Yankees are getting great results from veteran catcher at the plate

MLB: New York Yankees at Tampa Bay Rays
Nathan Ray Seebeck-USA TODAY Sports

Jose Trevino is known for being an excellent defender, and the New York Yankees knew that by retaining him on their roster heading into 2024, they would get a steady presence behind the plate. Early on there were a lot of struggles offensively, as Trevino had hit into plenty of double plays and wasn’t doing much of anything, but right now we’re seeing the All-Star version of him. He’s already matched his 2023 home run total (4) in half the games, and his resurgence offensively has been a pleasant surprise for the lineup.

With an improved approach at the plate, Jose Trevino is hitting his stride at the plate, and the Yankees are hoping they can have one of the best catching tandems in baseball again.

Jose Trevino is Having a Surprising Year At the Plate For the Yankees

MLB: Spring Training-Atlanta Braves at New York Yankees
Mar 10, 2024; Tampa, Florida, USA; New York Yankees catcher Jose Trevino (39) is congratulated in the dugout after he scored a run during the fourth inning against the Atlanta Braves at George M. Steinbrenner Field. Mandatory Credit: Kim Klement Neitzel-USA TODAY Sports

When you think of defense-first players, Jose Trevino is likely the first player that comes to mind given how excellent he is behind the plate and how easily overwhelmed he can be when swinging the bat. Last season was a disaster for the Yankees, finishing 82-80, and for Jose Trevino, it saw him put up his lowest wRC+ in a season since 2018 where he played just three games.

Following an All-Star campaign in 2022 where Trevino put up a 3.9 fWAR and looked like one of the 10 best catchers in baseball, his playing time was called into question heading into this season. Silencing the doubts swiftly, Trevino has a 129 wRC+ with a .293/.341/.453 slash line through his first 26 games, and the Yankees are taking advantage of the platoon they have with the left-handed hitting Wells and the right-handed hitting Trevino.

Jose Trevino has greatly improved his approach, not only hitting the ball harder than he ever has before in terms of average exit velocity, but we’re also seeing a shift towards pulling the ball in the air.
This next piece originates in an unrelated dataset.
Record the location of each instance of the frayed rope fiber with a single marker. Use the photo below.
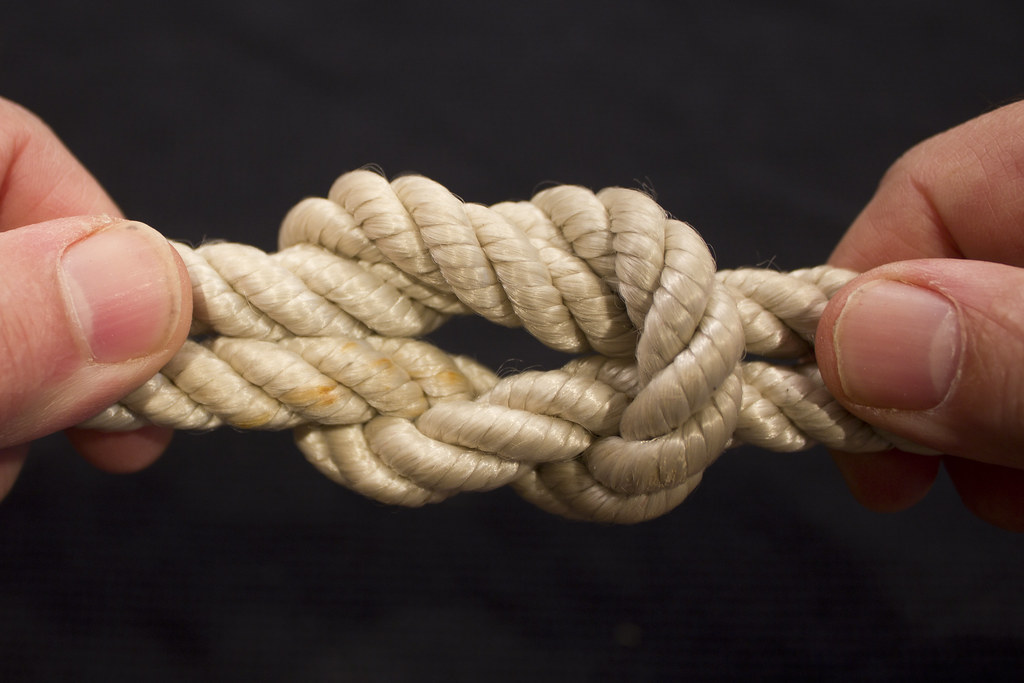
(322, 337)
A spike in pulled flyball rate has come with more game power, as Trevino is on-pace to hit 17 home runs if he were to get as many trips to the plate as he did in 2022. While I think he’ll slow down offensively, this style of hitting can result in a player overperforming their batted ball data, and for hitters with below-average raw power, pulling the ball in the air is the most consistent way to generate power at the plate.

We’re not seeing a dramatic increase in whiffs or chases, either as we’ve seen a dramatic decrease to both numbers early on.

He’s much more disciplined at the plate while making more contact as well, and when you combine that with the previously mentioned spike in pulled contact, you have a hitter that can actually produce at the plate. It’s far too early into the season to conclude that these changes are bound to stick, but if they do we could see Jose Trevino finish the season as an above-average hitter.

With how well Austin Wells can handle right-handed pitching, the Yankees have a platoon of hitters who dominate in their primary matchups, and that deepens a lineup with two superstars hitting second and third. Very quietly, that catching duo of Wells and Trevino have been the eighth-most productive tandem in baseball, and that’s with the rotten luck they’ve seen Austin Wells go through in the first few weeks of the season.

It may not seem luck much, but getting these two to hit the way they have lately has made this lineup that much scarier, and if the Yankees can continue to see Jose Trevino maintain his improvements under the hood, he might be able to consistently provide a punch against left-handed pitching.